CBS Poll For VA Makes No Sense
I am not one of those “Ignore the polls!” type of people. The people who shout that were probably the same ones who were saying it a week before election day in 2008 when it was obvious Obama was going to win and win easily.
That being said, there is nothing wrong with being skeptical about polls and the numbers should be dug into at every level to see if the numbers reflect the current political environment and how they line up with the 2008 results.
Therefore, the state poll released today by Quinnipiac, CBS and the NY Times for VA (CO and WI were also included) makes little sense.
Barack Obama won in 2008 under the best of circumstances, politically. Bad economy? Check. Unpopular wars? Check. Weak Republican candidate? Check. A Democratic candidate promising big changes? Check. Large money advantage? Check.
In Virginia, Obama became the first Democrat since Lyndon Johnson in 1964 to win that state. He won 53% of the vote to McCain’s 47%. It would take the absolute best of circumstances four years later for him to duplicate those numbers.
Except it’s not even close. The economy is still bad, but it’s his economy. Yes, Bin Laden was killed on his watch, but he now has a Middle East disaster on his hands. Romney is not the best Republican candidate, but unlike McCain, he’s willing to throw a punch. Hope and change has become, “It could be worse!” and Romney has the advantage this time with the money.
Let’s look first at the exit polls from 2008 for Virginia. This is from CNN, who always have great exit polling data to look at.
Obama beat McCain amongst Democrats 92% to 8%. No surprise there. McCain also won 92% of the Republican vote. Amongst independents, Obama narrowly won 49% to 48% over McCain.
The party breakdown – Democrats, 39% – Republicans, 33% – Independents 27%. In summary, Obama enjoyed a +6 advantage amongst voters that identified themselves as Democrats over Republicans.
The latest CBS/NY times poll has Obama at 50% and Mitt Romney at 46%. Usually, when a candidate breaks that 50% barrier, the challenge is in trouble.
But when you dig into these numbers, it makes less and less sense. Let’s break it down first by party affiliation in terms of support. Obama is up 95% to 4% amongst Democrats. Romney leads Obama amongst Republicans 95% to 3%. Romney leads Obama amongst Independents 53% to 42%, an 11 point advantage.
So that’s where the head scratching starts. You think, “How can Obama be down by 11 points to Romney amongst Independents, but still be ahead by 4?”
It’s in the party identification. In 2008, in VA it was +6 for Democrats which was in line nationally. Obama won by over 7% and Gallup reported that in 2008, the party identification for Democrats was 36% and for Republicans it was 28% or +8. If we fast forward to 2012, that big advantage is gone. In looking at what Gallup has now (and ignore the latest number that shows Democrats +8 again as it reflects numbers during the the Democratic National Convention. That was reflected in the Gallup daily tracking poll for a day or two when Obama led Romney 50% to 43% but the race is essentially tied again so that advantage is gone. I remind you to look at the trend, not one particular result) the advantage averages around +3 for Democrats.

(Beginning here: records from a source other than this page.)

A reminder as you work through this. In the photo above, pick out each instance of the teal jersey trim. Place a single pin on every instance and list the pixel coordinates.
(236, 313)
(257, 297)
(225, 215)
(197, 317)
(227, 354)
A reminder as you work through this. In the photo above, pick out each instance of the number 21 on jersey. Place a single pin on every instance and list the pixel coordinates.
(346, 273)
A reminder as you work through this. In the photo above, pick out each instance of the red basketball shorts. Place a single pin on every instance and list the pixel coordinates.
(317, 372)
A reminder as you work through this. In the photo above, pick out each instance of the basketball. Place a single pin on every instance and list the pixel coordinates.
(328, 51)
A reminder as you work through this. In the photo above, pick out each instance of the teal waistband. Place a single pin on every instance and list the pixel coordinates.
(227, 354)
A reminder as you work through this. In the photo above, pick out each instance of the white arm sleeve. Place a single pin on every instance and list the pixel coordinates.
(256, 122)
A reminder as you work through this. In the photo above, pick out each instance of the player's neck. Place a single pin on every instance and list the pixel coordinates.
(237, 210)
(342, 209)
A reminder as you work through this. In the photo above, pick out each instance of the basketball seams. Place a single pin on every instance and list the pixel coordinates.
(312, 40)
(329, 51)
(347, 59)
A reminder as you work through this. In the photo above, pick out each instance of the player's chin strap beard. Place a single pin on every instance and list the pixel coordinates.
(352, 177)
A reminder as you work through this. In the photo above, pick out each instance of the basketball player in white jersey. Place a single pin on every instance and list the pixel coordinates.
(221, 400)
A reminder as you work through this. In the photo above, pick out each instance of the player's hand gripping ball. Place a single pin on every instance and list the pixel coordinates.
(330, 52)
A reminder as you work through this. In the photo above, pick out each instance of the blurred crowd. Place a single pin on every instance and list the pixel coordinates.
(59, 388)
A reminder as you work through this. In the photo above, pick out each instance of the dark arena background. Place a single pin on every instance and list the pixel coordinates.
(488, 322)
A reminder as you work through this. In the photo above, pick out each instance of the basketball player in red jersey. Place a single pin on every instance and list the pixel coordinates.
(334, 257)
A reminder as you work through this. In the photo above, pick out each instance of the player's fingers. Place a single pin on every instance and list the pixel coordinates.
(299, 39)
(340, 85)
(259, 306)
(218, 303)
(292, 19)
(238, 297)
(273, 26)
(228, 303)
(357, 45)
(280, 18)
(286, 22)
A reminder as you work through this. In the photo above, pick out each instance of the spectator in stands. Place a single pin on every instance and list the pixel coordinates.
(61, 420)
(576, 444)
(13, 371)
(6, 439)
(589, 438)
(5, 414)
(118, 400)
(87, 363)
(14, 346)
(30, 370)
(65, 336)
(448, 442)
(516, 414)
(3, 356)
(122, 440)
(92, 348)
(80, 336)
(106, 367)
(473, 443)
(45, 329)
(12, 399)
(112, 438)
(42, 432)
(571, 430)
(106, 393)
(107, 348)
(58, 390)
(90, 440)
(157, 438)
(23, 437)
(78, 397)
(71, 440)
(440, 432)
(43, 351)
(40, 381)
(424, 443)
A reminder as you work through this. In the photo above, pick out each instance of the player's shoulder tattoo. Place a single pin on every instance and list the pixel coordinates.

With that in mind, we turn to the party ID breakdown in this latest poll:
Democrats, 35% – Republicans 24% – Independents 36% – A +11 advantage for Obama
How did they arrive at these numbers? Again, Obama won in 2008 under the best of circumstances for him. Virginia has open primaries so there are no registration numbers to track, but it just seems odd that in opposition to all other indicators out there, Obama has increased his advantage in Virginia. In addition, nobody can say with a straight face that Romney will win Independents by 11 points and still lose overall by 4 points.
This is not the first poll in Virginia that uses what seems to be outlandish party identification numbers. If anybody has any insight as to how they are arriving at these numbers, please let me know.